States cannot file bankruptcy. The 11th Amendment to the Constitution prevents citizens from using the Federal Courts to compel States to honor their contracts. Only State constitutions and laws can do so, and they often allow flexibility by their governments to debts. Article I Section 10 of the Constitution prohibits States from passing a “law impairing the Obligation of Contracts.” Federal Courts have had differing interpretations of this. The bottom line: States have defaulted 17 times (perhaps more), in many ways.
- Eight States defaulted during the 1840’s. Four outright repudiations: Arkansas, Florida, Michigan, and Mississippi.

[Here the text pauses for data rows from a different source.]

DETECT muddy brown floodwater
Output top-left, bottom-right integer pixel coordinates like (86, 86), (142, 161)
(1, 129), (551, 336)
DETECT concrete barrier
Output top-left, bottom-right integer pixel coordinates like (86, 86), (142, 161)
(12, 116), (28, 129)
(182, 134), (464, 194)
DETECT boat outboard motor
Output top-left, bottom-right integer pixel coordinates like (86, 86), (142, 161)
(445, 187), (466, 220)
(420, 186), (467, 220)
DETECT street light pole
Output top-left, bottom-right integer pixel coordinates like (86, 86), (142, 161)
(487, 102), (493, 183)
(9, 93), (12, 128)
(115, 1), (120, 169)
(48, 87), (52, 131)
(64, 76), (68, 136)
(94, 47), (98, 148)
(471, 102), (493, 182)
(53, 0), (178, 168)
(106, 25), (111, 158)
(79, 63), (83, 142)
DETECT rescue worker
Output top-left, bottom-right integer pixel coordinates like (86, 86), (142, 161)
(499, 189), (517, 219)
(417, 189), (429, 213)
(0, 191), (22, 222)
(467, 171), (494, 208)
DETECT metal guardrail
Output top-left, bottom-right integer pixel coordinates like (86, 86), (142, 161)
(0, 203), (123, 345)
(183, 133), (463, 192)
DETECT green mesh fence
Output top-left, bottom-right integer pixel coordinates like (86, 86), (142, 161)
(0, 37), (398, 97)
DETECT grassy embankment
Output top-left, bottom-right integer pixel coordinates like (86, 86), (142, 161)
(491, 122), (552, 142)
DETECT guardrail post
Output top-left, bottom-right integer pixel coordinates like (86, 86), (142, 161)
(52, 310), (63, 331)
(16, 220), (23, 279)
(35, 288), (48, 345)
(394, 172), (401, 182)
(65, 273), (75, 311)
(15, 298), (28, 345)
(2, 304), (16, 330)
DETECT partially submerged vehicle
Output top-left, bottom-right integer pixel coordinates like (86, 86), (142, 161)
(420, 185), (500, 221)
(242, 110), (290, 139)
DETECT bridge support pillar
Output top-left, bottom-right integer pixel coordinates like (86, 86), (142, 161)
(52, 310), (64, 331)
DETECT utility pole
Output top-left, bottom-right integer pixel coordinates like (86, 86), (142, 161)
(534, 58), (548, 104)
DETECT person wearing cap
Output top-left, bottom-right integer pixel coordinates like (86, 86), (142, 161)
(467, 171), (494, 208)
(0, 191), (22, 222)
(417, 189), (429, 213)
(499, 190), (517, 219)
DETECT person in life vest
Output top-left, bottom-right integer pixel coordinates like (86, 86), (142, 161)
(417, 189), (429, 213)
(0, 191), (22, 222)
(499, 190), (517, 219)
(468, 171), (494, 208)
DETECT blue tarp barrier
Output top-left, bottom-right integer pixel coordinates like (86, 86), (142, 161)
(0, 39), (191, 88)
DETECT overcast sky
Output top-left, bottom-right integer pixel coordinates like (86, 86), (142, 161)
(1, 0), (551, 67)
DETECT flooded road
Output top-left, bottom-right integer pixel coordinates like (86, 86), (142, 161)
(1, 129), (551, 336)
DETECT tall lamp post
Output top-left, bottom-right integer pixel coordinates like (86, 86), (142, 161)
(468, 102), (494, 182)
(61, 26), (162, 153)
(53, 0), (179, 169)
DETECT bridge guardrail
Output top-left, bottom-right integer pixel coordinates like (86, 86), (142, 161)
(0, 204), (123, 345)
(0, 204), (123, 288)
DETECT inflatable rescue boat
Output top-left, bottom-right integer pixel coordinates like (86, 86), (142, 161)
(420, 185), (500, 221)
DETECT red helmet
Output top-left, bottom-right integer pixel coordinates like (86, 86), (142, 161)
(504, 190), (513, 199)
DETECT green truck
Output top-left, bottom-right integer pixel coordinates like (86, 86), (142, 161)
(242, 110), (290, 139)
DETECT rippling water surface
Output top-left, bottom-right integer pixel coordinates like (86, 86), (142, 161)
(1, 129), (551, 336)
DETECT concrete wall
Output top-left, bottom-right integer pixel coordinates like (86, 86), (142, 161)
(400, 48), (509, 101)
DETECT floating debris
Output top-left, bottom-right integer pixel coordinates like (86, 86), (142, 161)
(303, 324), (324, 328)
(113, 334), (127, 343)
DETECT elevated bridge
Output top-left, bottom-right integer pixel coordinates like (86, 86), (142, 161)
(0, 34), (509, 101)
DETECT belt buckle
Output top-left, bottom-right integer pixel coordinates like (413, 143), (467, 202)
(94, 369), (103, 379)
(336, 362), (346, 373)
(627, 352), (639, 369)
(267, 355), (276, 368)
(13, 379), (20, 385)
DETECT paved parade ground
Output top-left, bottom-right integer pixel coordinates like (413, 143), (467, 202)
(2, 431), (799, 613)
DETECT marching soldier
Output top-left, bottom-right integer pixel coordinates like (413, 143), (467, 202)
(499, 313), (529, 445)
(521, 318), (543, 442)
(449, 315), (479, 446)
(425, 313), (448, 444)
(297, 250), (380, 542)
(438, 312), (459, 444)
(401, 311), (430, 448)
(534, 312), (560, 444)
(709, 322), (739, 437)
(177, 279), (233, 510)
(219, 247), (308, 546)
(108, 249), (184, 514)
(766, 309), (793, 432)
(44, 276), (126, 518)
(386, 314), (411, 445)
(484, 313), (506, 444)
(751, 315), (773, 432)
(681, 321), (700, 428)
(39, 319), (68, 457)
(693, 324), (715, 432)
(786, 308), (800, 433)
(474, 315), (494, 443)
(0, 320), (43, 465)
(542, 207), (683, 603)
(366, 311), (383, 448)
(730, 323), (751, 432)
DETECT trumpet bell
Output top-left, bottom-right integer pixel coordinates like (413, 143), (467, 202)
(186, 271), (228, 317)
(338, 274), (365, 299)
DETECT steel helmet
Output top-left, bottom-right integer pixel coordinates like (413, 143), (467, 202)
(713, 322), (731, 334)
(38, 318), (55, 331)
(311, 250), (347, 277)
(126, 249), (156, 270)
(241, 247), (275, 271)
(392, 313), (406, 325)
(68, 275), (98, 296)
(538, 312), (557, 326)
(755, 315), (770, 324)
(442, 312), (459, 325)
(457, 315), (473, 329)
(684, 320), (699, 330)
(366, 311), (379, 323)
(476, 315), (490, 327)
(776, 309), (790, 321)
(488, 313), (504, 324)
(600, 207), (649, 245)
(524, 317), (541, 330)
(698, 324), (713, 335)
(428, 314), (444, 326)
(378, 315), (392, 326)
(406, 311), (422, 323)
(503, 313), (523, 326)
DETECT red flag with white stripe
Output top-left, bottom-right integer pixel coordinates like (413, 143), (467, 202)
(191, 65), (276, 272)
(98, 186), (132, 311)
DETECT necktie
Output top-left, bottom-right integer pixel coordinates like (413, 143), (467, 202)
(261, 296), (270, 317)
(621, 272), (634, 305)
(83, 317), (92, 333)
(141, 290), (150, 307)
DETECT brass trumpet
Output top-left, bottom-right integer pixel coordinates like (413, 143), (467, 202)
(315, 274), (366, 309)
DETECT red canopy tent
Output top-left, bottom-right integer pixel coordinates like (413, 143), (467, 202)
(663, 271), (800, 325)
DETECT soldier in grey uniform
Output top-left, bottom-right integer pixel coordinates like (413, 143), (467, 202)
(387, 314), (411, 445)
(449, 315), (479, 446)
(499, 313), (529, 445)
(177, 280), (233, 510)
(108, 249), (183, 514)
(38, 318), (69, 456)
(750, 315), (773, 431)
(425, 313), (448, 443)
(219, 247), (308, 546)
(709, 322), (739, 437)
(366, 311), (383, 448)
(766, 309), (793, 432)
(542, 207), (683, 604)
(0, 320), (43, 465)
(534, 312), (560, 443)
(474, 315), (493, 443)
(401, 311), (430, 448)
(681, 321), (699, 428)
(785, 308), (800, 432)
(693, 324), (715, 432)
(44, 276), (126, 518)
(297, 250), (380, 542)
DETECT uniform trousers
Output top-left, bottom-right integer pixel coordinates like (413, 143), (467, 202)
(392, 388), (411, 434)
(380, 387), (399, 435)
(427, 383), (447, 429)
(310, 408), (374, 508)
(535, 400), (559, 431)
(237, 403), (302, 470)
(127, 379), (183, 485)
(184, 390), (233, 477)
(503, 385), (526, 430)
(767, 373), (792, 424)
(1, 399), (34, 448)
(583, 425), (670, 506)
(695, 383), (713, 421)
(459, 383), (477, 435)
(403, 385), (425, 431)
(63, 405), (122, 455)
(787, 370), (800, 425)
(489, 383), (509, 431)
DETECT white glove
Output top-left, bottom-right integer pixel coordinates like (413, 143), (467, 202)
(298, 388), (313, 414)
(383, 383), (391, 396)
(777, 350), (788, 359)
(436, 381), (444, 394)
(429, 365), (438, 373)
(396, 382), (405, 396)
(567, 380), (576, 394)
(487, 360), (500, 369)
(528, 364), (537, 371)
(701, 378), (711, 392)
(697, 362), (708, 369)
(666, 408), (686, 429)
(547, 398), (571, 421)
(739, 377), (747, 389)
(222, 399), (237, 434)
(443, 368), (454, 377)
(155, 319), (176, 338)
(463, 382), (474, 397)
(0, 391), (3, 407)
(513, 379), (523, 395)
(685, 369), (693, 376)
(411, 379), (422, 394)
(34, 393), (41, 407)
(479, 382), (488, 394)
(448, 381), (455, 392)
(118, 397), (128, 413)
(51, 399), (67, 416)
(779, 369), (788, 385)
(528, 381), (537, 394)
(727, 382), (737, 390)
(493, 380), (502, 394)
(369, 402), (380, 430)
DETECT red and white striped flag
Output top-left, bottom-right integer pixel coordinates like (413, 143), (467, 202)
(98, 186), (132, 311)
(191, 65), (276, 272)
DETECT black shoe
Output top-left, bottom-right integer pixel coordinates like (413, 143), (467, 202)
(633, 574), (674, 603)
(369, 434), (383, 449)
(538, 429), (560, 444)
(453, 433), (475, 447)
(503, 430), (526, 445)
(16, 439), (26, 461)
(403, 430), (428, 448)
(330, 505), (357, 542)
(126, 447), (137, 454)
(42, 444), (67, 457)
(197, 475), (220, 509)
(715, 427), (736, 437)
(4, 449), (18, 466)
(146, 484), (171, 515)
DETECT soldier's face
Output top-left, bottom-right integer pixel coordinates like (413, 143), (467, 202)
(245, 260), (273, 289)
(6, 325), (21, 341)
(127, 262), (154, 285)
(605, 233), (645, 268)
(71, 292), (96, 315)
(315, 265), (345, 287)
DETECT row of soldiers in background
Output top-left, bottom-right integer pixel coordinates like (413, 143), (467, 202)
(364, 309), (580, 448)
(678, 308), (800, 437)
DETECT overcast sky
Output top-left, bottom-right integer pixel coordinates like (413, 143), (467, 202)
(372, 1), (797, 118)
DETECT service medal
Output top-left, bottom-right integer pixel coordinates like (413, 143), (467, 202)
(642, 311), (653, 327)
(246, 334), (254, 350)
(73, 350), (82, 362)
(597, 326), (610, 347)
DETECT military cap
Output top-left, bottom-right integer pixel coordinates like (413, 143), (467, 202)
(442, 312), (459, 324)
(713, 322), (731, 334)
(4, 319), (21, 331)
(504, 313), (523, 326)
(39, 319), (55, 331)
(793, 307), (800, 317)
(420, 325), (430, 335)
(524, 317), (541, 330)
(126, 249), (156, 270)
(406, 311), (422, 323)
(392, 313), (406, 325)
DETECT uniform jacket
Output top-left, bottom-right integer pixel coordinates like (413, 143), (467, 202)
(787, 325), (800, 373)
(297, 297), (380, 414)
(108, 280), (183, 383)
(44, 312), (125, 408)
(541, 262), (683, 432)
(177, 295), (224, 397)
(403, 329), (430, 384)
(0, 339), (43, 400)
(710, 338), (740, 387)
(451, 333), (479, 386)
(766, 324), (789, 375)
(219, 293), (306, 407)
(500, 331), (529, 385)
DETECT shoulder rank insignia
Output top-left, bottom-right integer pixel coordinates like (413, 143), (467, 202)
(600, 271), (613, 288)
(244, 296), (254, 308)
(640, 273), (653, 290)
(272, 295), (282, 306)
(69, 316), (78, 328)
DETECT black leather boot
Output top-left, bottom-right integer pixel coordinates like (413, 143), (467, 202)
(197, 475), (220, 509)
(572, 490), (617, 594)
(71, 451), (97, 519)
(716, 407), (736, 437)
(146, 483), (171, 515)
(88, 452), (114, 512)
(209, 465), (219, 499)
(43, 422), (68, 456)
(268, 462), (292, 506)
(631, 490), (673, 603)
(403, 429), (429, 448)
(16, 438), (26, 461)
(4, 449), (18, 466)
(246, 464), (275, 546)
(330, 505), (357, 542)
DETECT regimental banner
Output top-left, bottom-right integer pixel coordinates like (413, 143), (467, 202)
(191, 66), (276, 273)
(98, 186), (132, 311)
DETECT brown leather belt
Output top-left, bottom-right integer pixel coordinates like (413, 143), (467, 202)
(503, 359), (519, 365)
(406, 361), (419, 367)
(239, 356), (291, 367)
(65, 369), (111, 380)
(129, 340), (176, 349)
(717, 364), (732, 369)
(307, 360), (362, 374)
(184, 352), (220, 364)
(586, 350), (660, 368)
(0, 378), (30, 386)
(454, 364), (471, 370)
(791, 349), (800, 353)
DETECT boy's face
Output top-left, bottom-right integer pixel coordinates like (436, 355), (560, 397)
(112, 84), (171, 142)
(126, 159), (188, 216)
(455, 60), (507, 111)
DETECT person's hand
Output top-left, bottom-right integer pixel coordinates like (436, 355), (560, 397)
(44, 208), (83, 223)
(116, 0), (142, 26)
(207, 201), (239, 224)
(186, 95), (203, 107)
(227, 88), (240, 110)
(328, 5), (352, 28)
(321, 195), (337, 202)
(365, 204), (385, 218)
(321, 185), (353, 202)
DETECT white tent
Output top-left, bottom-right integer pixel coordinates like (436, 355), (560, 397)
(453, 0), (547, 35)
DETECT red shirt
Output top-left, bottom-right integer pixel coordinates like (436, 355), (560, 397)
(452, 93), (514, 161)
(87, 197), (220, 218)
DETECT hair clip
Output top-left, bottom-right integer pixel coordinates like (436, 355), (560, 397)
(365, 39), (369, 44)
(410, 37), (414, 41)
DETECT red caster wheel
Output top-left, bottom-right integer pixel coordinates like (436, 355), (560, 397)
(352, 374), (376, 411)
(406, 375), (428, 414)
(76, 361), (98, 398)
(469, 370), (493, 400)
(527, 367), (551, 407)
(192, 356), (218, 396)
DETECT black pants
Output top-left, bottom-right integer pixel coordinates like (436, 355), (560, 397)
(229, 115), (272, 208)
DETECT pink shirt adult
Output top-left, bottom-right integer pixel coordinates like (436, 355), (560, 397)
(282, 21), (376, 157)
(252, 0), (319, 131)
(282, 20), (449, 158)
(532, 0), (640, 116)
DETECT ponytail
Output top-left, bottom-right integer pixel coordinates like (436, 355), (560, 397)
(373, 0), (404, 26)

Adjustments in Pennsylvania, Maryland, Illinois, Indiana, and Louisiana.
- Eight States defaulted to varying degrees during the 1870’s and 1880’s: Alabama, Arkansas, Florida, Georgia, Louisiana, North Carolina, South Carolina, Tennessee, and West Virginia.
- Arkansas defaulted on its bonds in 1933; but eventually paid all creditors in full.
Most of these disputes were settled only after long battles in the State legislatures and courts (State and Federal), usually with partial payments (often long delayed). As a result there is a large body of case law on State defaults, which we might soon dust off and use.
Local governments more often default. There have been many defaults by local governments since the Founding. There were 46 bankruptcies by municipal governments between 1988 and July 2013. See the history of municipal bankruptcy filings: graphs showing filings 1938-2015 by years, by State, by type of entity.
Defaults of municipalities are governed by Chapter 9 of the Federal Bankruptcy Code. It might get big use during the next few decades. To understand how this works, see the US Courts page about Chapter 9. For more detail see the “Primer on Municipal Debt Adjustment” by Chapman and Cutler LLP.
The bottom line: money and politics
The coming defaults can no longer be avoided. But the damage can be mitigated with immediate action. But we will do nothing.
It will be messy. Millions of people will be hurt, as each defaulting State and local government respond in different ways. Investors will lose money. Medical benefits will be reduced. Pensions will be reduced. Taxes will be raised. Government budgets will be reduced.
Many, perhaps most, of these entities will be run by Democrats. How will that affect perception of the Party? How will people in defaulting local and State governments react to the turmoil of default? Who will they blame? The answers will shape US politics for the next generation.